Pero Pedro, cada vez más desalentado, hizo ver al joven discípulo que se trataba de mujeres y que, además, seguían una dirección opuesta a la que les había anunciado el rabí.

Al traspasar el arco de piedra de la gigantesca puerta, los tres apóstoles se detuvieron frente a las primeras casas del barrio bajo. Y, durante algunos minutos, se dedicaron a inspeccionar a cuantos deambulaban por el lugar. No necesitaron mucho tiempo para descubrir, a la derecha del portalón de los Esenios, a un hombre que se hallaba sentado y con la espalda apoyada en la muralla. A su lado había una cántara de casi medio metro de alzada, de las usadas comúnmente para recoger el agua de las fuentes situadas delante de Jerusalén.

Los discípulos se miraron en silencio y Juan, sonriente y decidido, se adelantó hasta situarse a dos metros de aquel individuo. Felipe le siguió y Pedro, vacilante aún, terminó por unirse a sus amigos, negando sistemáticamente con la cabeza.

Ni Juan ni el resto llegaron a despegar sus labios. Cuando aquel hombre -que parecía aburrido de esperar- les vio inmóviles y con los ojos fijos en él, dibujó una leve sonrisa y, sin más, se levantó, tomando la pesada cántara. Acto seguido, y con el recipiente bien sujeto sobre su cadera izquierda, inició una apresurada caminata.

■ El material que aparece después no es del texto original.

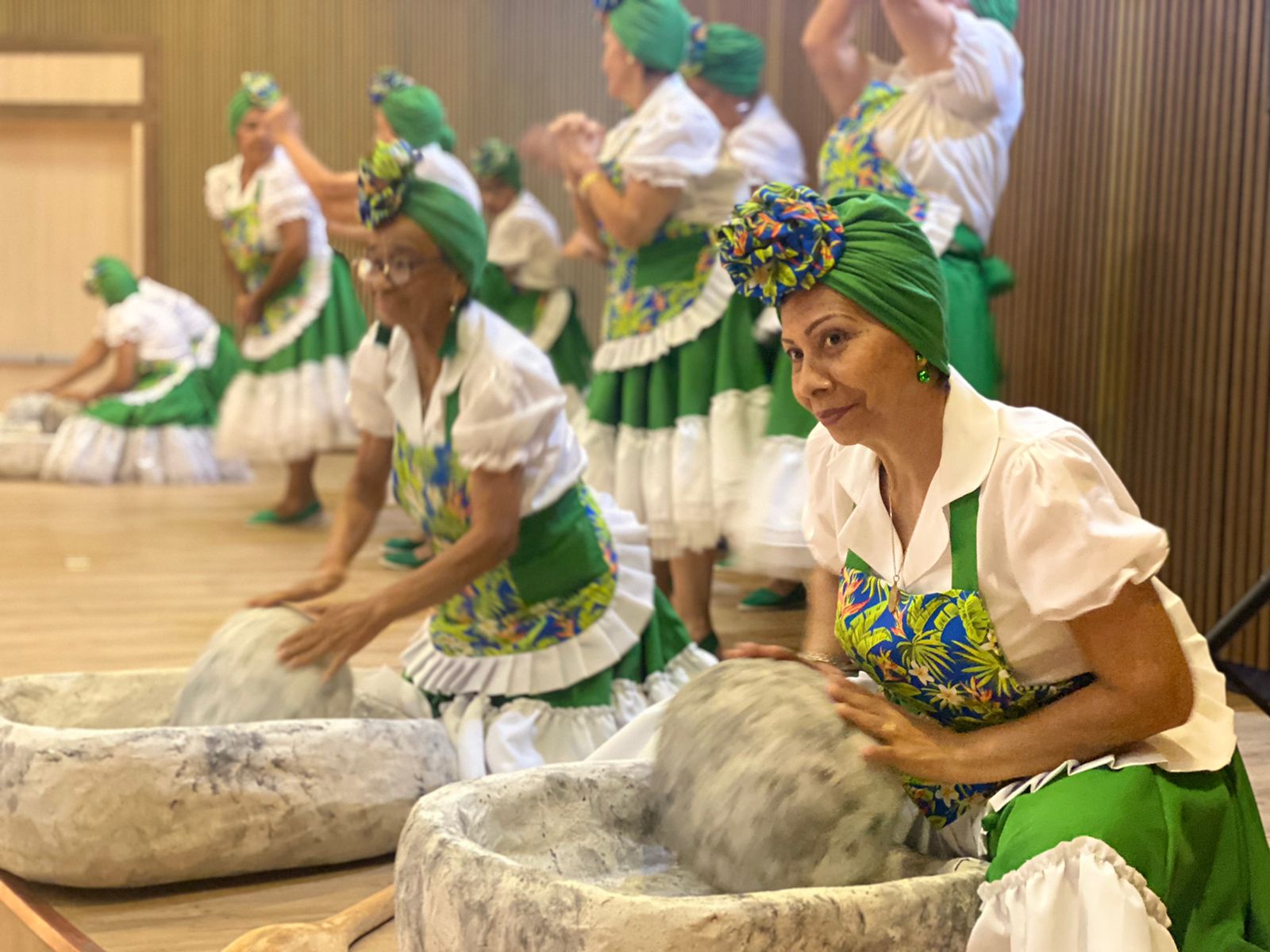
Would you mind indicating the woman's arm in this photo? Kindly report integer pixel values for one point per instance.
(840, 67)
(344, 630)
(925, 31)
(88, 359)
(633, 216)
(364, 499)
(1142, 689)
(125, 376)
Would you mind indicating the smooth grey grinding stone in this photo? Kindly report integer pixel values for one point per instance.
(759, 785)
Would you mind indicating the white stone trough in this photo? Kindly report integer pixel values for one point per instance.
(95, 791)
(565, 858)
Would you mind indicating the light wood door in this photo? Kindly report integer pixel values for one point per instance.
(69, 192)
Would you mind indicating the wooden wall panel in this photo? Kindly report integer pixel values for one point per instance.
(1137, 215)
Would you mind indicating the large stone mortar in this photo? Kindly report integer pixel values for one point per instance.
(564, 858)
(97, 791)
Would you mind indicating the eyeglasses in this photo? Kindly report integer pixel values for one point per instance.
(395, 271)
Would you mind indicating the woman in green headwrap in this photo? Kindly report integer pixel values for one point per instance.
(1047, 701)
(933, 129)
(295, 313)
(524, 282)
(403, 109)
(152, 419)
(676, 406)
(724, 67)
(546, 632)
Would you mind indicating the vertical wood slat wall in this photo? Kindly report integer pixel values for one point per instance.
(1137, 215)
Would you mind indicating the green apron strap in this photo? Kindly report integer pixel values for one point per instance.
(859, 564)
(451, 410)
(963, 535)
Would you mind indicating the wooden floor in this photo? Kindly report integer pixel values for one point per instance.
(126, 577)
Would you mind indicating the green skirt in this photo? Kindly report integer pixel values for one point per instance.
(1191, 846)
(294, 404)
(673, 440)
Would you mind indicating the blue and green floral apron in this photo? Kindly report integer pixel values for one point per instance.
(243, 238)
(937, 657)
(558, 583)
(658, 281)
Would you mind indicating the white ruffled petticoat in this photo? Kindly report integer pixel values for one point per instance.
(530, 733)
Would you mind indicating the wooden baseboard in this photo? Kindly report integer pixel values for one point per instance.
(29, 924)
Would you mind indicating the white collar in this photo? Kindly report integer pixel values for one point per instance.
(969, 446)
(425, 425)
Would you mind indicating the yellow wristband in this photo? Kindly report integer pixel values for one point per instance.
(588, 179)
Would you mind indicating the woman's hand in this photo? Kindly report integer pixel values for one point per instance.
(749, 649)
(342, 630)
(912, 746)
(283, 120)
(247, 311)
(325, 582)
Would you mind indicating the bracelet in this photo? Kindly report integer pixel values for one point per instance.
(587, 181)
(818, 658)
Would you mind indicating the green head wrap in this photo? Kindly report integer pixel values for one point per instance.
(1003, 12)
(414, 112)
(725, 56)
(498, 160)
(656, 32)
(861, 244)
(387, 186)
(111, 279)
(258, 92)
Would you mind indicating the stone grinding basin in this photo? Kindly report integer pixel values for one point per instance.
(95, 791)
(564, 857)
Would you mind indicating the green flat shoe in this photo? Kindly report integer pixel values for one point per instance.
(768, 601)
(268, 517)
(402, 543)
(402, 560)
(710, 643)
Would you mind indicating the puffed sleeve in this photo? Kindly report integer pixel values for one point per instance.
(987, 65)
(681, 143)
(124, 323)
(214, 190)
(285, 196)
(1073, 535)
(827, 505)
(368, 382)
(510, 412)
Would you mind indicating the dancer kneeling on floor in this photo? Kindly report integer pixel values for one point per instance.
(548, 632)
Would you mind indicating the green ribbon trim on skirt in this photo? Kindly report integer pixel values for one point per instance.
(723, 359)
(664, 639)
(670, 260)
(336, 333)
(558, 552)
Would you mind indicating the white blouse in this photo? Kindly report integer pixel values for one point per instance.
(525, 240)
(675, 141)
(766, 148)
(283, 197)
(950, 133)
(511, 405)
(148, 321)
(194, 317)
(1058, 536)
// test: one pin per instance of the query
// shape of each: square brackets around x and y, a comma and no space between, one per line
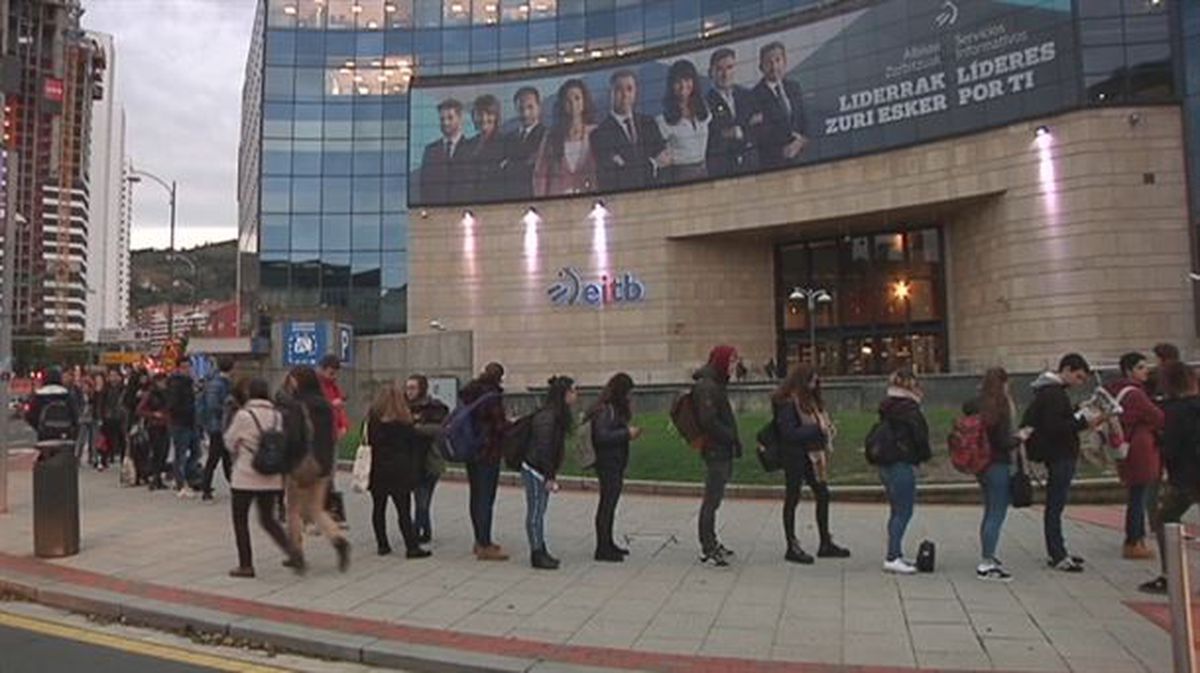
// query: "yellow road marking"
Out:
[166,653]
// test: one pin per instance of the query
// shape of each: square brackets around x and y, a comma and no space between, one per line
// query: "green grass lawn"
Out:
[659,455]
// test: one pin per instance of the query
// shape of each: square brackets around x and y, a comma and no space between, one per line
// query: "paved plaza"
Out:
[661,601]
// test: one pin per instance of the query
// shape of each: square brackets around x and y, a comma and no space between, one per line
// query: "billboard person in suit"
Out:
[781,137]
[628,145]
[521,145]
[486,150]
[445,161]
[735,116]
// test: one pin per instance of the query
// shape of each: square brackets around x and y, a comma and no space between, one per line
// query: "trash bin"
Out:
[55,500]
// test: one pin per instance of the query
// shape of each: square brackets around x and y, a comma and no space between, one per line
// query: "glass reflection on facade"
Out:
[323,161]
[887,306]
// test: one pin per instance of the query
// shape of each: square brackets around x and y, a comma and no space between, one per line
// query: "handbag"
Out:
[361,472]
[1021,486]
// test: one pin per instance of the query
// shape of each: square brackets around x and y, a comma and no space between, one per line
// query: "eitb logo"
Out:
[573,290]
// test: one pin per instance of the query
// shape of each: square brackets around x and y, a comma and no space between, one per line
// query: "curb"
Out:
[1102,491]
[294,638]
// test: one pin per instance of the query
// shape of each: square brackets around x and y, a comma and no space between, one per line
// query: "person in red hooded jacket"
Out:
[1141,421]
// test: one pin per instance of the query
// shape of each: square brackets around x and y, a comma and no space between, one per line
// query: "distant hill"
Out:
[216,268]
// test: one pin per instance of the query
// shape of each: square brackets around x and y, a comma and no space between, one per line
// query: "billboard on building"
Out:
[889,74]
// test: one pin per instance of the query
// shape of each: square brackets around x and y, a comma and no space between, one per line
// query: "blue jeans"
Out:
[187,454]
[537,500]
[484,479]
[900,484]
[995,485]
[1059,476]
[1135,514]
[423,498]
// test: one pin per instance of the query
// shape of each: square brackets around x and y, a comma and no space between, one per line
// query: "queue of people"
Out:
[1155,409]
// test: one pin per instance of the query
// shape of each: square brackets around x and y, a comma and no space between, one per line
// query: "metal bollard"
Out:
[1180,592]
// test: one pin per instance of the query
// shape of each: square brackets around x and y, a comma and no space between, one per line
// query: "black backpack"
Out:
[55,421]
[271,456]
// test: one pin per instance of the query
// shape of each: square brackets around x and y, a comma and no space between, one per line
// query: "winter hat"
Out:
[720,356]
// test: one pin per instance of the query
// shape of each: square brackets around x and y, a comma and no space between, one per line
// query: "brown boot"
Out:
[1137,551]
[492,552]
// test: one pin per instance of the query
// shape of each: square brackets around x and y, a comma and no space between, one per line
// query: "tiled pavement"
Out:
[661,600]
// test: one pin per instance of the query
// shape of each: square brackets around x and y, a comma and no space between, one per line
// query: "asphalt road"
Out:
[28,652]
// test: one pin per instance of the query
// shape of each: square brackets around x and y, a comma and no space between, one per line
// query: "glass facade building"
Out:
[325,130]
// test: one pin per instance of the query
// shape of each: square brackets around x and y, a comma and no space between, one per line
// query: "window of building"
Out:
[877,301]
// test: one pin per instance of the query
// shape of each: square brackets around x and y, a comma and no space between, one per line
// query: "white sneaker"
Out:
[899,566]
[993,572]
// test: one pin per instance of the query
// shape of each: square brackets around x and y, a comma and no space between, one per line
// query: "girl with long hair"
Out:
[996,410]
[611,434]
[565,164]
[684,124]
[544,457]
[397,463]
[807,438]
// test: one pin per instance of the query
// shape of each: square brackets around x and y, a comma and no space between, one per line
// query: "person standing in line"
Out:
[1141,421]
[427,416]
[611,433]
[901,410]
[309,422]
[85,440]
[484,472]
[330,366]
[1056,425]
[153,412]
[807,439]
[111,414]
[247,486]
[544,457]
[181,422]
[1180,439]
[996,409]
[217,395]
[719,428]
[396,466]
[683,125]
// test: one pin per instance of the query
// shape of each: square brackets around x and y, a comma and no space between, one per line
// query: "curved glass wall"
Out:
[329,216]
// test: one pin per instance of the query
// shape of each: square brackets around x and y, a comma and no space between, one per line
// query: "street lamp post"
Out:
[813,296]
[136,176]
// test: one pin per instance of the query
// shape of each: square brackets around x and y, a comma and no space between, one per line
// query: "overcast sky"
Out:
[179,71]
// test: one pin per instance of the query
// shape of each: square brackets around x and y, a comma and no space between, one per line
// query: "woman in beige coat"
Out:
[243,438]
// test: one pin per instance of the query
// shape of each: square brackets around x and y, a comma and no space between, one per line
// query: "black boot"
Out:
[610,554]
[796,554]
[541,560]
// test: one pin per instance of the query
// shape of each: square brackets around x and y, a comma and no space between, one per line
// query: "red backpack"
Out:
[970,449]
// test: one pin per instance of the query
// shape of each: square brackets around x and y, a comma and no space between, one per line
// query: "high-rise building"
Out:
[108,232]
[591,185]
[58,76]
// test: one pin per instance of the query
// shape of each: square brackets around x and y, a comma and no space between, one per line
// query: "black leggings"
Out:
[798,473]
[402,500]
[265,499]
[612,479]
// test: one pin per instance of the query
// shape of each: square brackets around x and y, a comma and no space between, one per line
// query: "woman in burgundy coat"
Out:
[1141,420]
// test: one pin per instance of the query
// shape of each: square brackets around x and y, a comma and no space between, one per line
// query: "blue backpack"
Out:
[462,436]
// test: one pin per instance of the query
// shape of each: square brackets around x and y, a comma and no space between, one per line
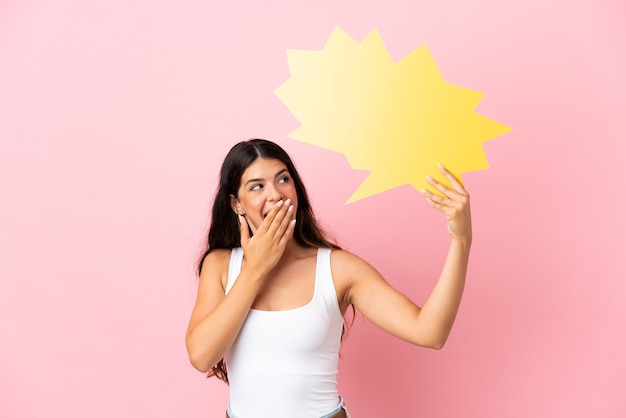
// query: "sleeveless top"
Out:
[283,364]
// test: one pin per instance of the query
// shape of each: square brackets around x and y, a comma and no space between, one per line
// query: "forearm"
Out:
[439,312]
[209,339]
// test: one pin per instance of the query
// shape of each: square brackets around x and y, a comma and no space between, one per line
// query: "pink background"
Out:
[114,118]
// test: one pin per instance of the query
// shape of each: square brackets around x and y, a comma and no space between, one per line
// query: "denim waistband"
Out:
[341,406]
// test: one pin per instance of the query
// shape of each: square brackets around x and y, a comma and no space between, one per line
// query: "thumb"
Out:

Pedro, en silencio y con los ojos bajos, había enrojecido de vergüenza.

En cuestión de minutos, el misterioso personaje nos condujo por las empinadas y angostas callejas de aquella zona meridional de Jerusalén hasta una casa de dos plantas, situada muy cerca de la residencia de Anás, el ex sumo sacerdote y suegro de Caifás.

A la puerta de aquella mansión, tan lujosa casi como la de José de Arimatea, esperaba un conocido de todos: el pequeño Juan Marcos!

Al parecer no fui el único sorprendido. Los tres discípulos, al ver al adolescente, intercambiaron una mirada, adivinando entonces las intenciones de Jesús. Por mi parte, el supuesto hecho milagroso del encuentro con el hombre del cántaro empezaba a tener una explicación más racional. Aunque en aquellos instantes no disponía de pruebas suficientes, un presentimiento comenzó a rondarme:

¿Había dado instrucciones el Maestro a Juan Marcos, durante el largo paseo del miércoles, para que un miembro de su familia -quizá un sirviente- acudiera a una hora determinada hasta las puertas de Jerusalén y portando un cántaro de agua? De no haber sido así, ¿cómo explicar la presencia del muchacho, justamente en el escalón de la puerta de la casa donde debería celebrarse la llamada «última cena»? Aquella hipótesis fue ganando terreno en mi subsconsciente. En el fondo, todo encajaba: el férreo mutismo del joven ante las preguntas de los discípulos y la extrema prudencia del Maestro a la hora de indicar el lugar donde deseaba reunirse con sus íntimos...

Jesús de Nazaret estaba al corriente del complot que protagonizaba Judas, así como de sus manejos para facilitar su captura. Era lógico que, si el Galileo deseaba no ser molestado en el transcurso de aquella cena, adoptase las necesarias medidas de precaución. Y aquella

«maniobra», evidentemente, formaba parte del plan.

El joven Marcos nos condujo hasta el interior de la casa, presentándonos a sus padres, Elías y María. Aquella familia -según pude averiguar- estaba emparentada con la de Jesús, comulgando plenamente con sus enseñanzas.

Felipe, como responsable de la preparación de la cena, rogó a Elías Marcos que le mostrase el lugar elegido y que le pusiese al corriente del menú y de los restantes preparativos.